La commune intimée relève que selon les rapports précités, il y aurait un fort besoin de mise à jour progressive des bases de données concernant les SDA. Selon la fiche F12 du plan directeur cantonal, la mise à jour des SDA devrait avoir lieu dans le cadre de la révision du plan général d'affectation communal par le biais d'un contrôle préjudiciel, l'inventaire cantonal des SDA devant être considéré comme un plan sectoriel cantonal susceptible d'adaptations au même titre que les plans directeurs ou d'affectation. En l'occurrence, la commune aurait identifié de nouvelles SDA, et le bilan dans ce domaine serait favorable puisque 56'700 m² de terrain auraient été ajoutés à l'inventaire des SDA. La jurisprudence admettrait d'ailleurs un examen de la question au stade du plan d'affectation (arrêt 1C_102/2019 du 17 août 2020). Tant la commune que les services cantonaux spécialisés et la cour cantonale (qui statue avec un assesseur spécialisé) disposeraient des connaissances suffisantes pour se prononcer sur ce point.
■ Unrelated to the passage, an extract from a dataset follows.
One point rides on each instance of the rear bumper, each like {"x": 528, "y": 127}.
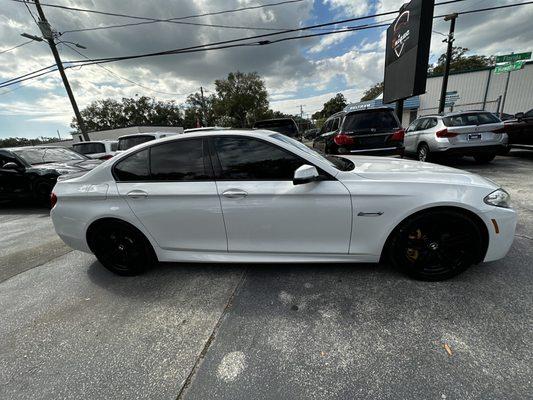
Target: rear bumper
{"x": 472, "y": 150}
{"x": 380, "y": 151}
Le caractère disparate des bases de données initiales des cantons justifierait également un contrôle et une unification selon les nouveaux standards, afin d'éviter de reconnaître artificiellement la qualité de SDA à des terrains qui n'en sont pas. Le rapport explicatif 2020 évoque la possibilité de corriger les inventaires, et les critères applicables sont ceux qui ont prévalu dans le présent cas. Les offices fédéraux recourants n'expliqueraient d'ailleurs pas en quoi l'appréciation confirmée par la cour cantonale ne serait pas fiable, la déclivité des terrains étant un fait établi. La commune intimée conteste encore l'appréciation de l'ARE selon laquelle les mises en zone litigieuses tendraient à légaliser des constructions illicites et relève que la zone de verdure prévue ferait la transition entre la zone de village et la zone agricole. La commune estime enfin qu'elle ne devrait pas être empêchée de réviser sa planification - en redimensionnant la zone à bâtir et en mettant à jour ses SDA - tant que le canton n'a pas mis à jour la géodonnée. En réplique, la commune intimée relève que les parcelles en question ne revêtaient pas la qualité de SDA dès l'origine (en raison de la pente du terrain), les critères ajoutés en 2006 (superficie minimum d'un seul tenant), puis précisés en 2020 (pente) n'étant pas non plus satisfaits. 
 
2.1.  
Les surfaces d'assolement sont des parties du territoire qui se prêtent à l'agriculture (art. 6 al. 2 let. a LAT) et qui doivent être préservées en vertu de l'art. 3 al. 2 let. a LAT (arrêt 1C_235/2020 du 16 décembre 2020 consid. 3.1). L'art. 15 al. 3 LAT dispose par ailleurs que l'emplacement et la dimension des zones à bâtir doivent être coordonnés par-delà les frontières communales en respectant les buts et les principes de l'aménagement du territoire; en particulier, il faut maintenir les surfaces d'assolement et préserver la nature et le paysage. Selon l'art. 26 OAT, les surfaces d'assolement se composent des terres cultivables comprenant avant tout les terres ouvertes, les prairies artificielles intercalaires et les prairies naturelles arables. Elles sont garanties par des mesures d'aménagement du territoire (al. 1). Elles sont délimitées en fonction des conditions climatiques (période de végétation, précipitations), des caractéristiques du sol (possibilités de labourer, degrés de fertilité et d'humidité) ainsi que de la configuration du terrain (déclivité, possibilité d'exploitation mécanisée); la nécessité d'assurer une compensation écologique doit également être prise en considération (al. 2). Aux termes de l'art. 26 al. 3 OAT, une surface totale minimale d'assolement a pour but d'assurer au pays une base d'approvisionnement suffisante, comme l'exige le plan alimentaire, dans l'hypothèse où le ravitaillement serait perturbé, cela conformément à l'art. 1 al. 2 let. d LAT. 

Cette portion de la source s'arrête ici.